Il n'est pas besoin de remonter très loin dans le temps, les années 70 et 80, pour retrouver une période où l'on a totalement décrédibilisé les métiers manuels et de production, présentés comme la résultante des échecs scolaires. Nous y avons perdu nos industries, une partie de nos savoir-faire. Il y a eu d'autres facteurs bien sûr. A mon sens, il faut sortir de « la pédagogie de la réussite », de la « mise en situation de réussite », de l'extase qui prévaut devant les agissements et productions d'enfants très jeunes. Désacraliser l'enfant et l'enfance, au sens où un enfant n'a pas besoin de tout réussir et detout gagner pour être heureux. Un enfant se construit et se sent heureux quand l'adulte avec lequel il est lui permet de construire sa propre personnalité et de dépasser ses échecs. Il faut passer du temps avec les enfants, leur permettre de faire, mais ne pas faire à leur place, ne pas réparer leurs erreurs, mais leur mettre le doigt dessus et prendre le temps d'envisager la solution avec eux. Cela nécessite plus de temps et est bien plus ingrat, évidement, que le bonheur illusoire de la réussite permanente. On mesure ce paramètre dans le bien connu zapping sportif, quand l'enfant veut changer de discipline tous les trois mois. Il cherche en fait une discipline où il va gagner et réussir immédiatement et sans effort, à divers degrés bien sûr. C'est l'image de cette impression de réussite systématique et facile que nous leur donnons en les laissant, par affection, tout gagner, ou en leur apportant immédiatement ce qu'ils réclament.

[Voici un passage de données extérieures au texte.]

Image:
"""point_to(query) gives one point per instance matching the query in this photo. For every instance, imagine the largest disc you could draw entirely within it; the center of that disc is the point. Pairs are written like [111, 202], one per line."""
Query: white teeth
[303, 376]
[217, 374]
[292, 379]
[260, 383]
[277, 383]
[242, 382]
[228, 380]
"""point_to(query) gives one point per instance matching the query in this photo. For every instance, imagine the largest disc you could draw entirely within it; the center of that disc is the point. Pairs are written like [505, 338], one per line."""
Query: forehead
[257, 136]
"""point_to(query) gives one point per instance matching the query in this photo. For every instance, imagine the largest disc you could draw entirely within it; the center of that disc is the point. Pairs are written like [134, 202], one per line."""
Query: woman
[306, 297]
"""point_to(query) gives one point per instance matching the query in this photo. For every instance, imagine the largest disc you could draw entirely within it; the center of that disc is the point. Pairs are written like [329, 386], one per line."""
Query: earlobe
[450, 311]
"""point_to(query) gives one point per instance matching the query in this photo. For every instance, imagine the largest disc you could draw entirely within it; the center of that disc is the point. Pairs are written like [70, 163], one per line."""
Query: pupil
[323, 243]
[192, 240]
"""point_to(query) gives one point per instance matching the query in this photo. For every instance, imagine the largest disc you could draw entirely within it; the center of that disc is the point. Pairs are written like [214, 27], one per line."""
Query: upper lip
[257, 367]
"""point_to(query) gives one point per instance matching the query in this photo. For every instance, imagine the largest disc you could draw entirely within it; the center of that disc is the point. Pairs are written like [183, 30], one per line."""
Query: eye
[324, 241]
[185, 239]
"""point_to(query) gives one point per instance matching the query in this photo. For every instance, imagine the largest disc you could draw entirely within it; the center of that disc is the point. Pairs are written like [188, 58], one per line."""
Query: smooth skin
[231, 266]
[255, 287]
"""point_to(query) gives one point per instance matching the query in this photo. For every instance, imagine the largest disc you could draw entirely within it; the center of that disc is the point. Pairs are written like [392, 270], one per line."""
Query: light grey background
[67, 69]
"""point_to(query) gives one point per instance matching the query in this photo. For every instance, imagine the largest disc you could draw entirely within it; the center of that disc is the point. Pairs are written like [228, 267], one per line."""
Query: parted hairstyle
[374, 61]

Au-delà de l'aspect « glamour » d'un métier perçu ou présenté médiatiquement comme ingrat, il existe une forme de réalisation dans le geste technique. Elle apparaît très clairement dans les arts martiaux, par exemple, quand par des milliers de gestes répétés, on parvient à une maîtrise totale qui signe à la fois l'efficacité et l'impression de facilité dégagée. Mais il existe aussi la même philosophie dans tous les métiers, avec le concept de « la belle ouvrage », usité chez les artisans. Il y a bien une passion dans notre culture, pour l'objet manufacturé de belle facture. En témoignent les redécouvertes des voitures et avions anciens, finement ouvragées, les musées de la mine, mettant en exergue et magnifiant un métier pourtant très dur et dangereux. Le fonds culturel est bien présent dans nos sociétés, il s'agit juste de se mettre en condition de le redécouvrir.